春はぽかぽかと暖かく花が咲き、夏は照りつけるように暑く、草が生い茂り蝉が鳴く。秋は木々の葉が紅葉し、冬は寒く、雪が降る。

年中、灼熱の如く暑い砂漠では想像もつかないような、自然に恵まれた情緒豊かな国でした。


器量良しと言われていた私は、遊郭ではなく、人買いの手によって異人へと売り渡されました。

長い長い旅でした。

船底に揺られ、想像を絶するような酷い環境の中で、私以外の何人もの若い娘たちが死んでいきました。

幾十日も波に揺られ、幾多の港に寄り、そこから奴隷市場に出されて、そうして、

月の砂漠をはるばると、駱駝の鞍に乗り、最後にここへとたどり着いたのです。


小さい国だけれど裕福な王である今のご主人様に気に入られ、こうして今ここにいる次第です。

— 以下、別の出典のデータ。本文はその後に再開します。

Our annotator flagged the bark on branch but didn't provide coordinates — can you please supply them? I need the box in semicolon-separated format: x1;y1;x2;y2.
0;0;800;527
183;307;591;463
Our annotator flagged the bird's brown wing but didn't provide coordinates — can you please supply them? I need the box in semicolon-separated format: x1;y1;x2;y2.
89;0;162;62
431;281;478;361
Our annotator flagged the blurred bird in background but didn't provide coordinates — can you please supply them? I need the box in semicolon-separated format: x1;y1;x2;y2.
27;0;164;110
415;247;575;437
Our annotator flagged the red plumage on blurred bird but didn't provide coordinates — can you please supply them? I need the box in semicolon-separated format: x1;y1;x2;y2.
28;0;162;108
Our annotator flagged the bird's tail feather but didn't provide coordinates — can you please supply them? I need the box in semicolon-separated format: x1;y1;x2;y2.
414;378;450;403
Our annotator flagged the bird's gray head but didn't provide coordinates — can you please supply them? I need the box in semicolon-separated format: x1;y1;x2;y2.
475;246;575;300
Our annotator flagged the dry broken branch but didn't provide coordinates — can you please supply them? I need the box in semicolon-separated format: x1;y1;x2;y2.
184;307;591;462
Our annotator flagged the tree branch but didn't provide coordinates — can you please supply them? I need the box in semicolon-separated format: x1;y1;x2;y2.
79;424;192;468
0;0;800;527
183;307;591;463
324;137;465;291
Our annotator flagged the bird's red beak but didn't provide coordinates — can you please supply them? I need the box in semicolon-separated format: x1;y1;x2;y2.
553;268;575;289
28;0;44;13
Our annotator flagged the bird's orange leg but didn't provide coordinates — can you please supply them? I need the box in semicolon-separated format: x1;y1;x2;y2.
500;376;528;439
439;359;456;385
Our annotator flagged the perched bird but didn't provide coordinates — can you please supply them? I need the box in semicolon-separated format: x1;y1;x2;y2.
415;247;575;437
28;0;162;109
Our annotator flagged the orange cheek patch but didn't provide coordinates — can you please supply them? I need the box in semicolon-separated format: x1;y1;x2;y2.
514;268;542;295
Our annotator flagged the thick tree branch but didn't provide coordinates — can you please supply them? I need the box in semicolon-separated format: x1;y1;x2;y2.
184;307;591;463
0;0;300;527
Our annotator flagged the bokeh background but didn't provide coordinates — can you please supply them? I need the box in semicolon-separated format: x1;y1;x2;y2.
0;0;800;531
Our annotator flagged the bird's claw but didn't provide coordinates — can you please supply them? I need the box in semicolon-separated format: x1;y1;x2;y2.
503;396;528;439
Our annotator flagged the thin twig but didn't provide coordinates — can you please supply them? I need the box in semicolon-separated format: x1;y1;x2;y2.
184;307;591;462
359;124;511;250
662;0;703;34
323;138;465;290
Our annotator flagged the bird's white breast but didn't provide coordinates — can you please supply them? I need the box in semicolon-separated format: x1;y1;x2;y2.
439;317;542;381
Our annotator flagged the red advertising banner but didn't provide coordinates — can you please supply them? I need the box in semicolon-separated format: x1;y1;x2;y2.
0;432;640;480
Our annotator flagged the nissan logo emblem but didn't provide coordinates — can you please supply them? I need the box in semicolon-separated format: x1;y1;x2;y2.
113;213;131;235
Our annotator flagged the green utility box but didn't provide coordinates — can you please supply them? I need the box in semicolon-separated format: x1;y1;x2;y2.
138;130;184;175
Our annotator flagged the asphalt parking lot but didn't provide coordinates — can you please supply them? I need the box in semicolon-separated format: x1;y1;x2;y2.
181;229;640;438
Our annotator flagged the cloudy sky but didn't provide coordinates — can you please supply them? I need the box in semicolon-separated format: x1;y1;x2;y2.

ご主人様は手荒な真似はしませんし、綺麗な衣装も食事も与えられ、故郷にいた頃より良い生活をしていると言えるでしょう。

ただ・・やはり時々思い出すのです。懐かしい故郷の国を。好きだった人のことを。

唇と唇がそっとふれあうだけの接吻を。

このように薄墨を流したような雲もなく、煌々とした月がでている晩は特に。


今頃あの人はどうしているでしょう。妻を娶り子もいるかもしれませんね。

そっと目を閉じ、その妻の姿に自分を重ねるのです。

控えめに重ねあったあの時の接吻を思い出しながら。